Prague will close one of its reception centers for refugees from Ukraine to force them to move to other Czech regions after exceeding the limit of the capital’s reception capacity, announced Monday the mayor of the metropolis, the Pirate Party politician, Zdenek Hrib.
The mayor had given the Czech government an ultimatum to present before May 17 a plan for “fair redistribution” throughout the country of people who arrive escaping Russian aggression in Ukraine, warning that otherwise the center would be closed. host.
“Between Prague and other regions there are differences of up to four times in the number of refugees per thousand inhabitants,” Hrib stressed today, referring to the saturation of accommodation capacities for these refugees in Prague, where families and children spend the night at the station railway station.

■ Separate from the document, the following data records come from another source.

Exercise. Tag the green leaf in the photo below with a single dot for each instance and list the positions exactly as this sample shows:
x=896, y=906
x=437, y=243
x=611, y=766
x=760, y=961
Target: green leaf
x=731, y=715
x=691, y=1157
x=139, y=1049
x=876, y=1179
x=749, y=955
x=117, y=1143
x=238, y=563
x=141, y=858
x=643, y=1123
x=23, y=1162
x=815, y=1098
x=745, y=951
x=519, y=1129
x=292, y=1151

Several NGOs that assist those fleeing from the war have been denouncing the unworthy conditions in the corridors of the important railway junction for days.
To ease the tense situation there, the first refugee tent camp, with an initial capacity of 150 beds, was inaugurated last Saturday in the capital’s Troja district.
In Prague there are currently 59.6 refugees per 1,000 inhabitants, above Brno, the country’s second largest city, with 43.9.
The Czech Republic, a country of 10.7 million inhabitants, a member of the European Union and NATO that has so far granted 320,000 special visas to refugees from the country at war, registers a non-uniform distribution of the migratory wave.
That visa allows them to reside there until March 31, 2023, and the State provides housing assistance, medical insurance or free access to the labor market to people who arrive fleeing Russian aggression.
Of those who arrived, 85% are women and children, while among adults, women are three times more than men, according to data from the Czech Ministry of the Interior.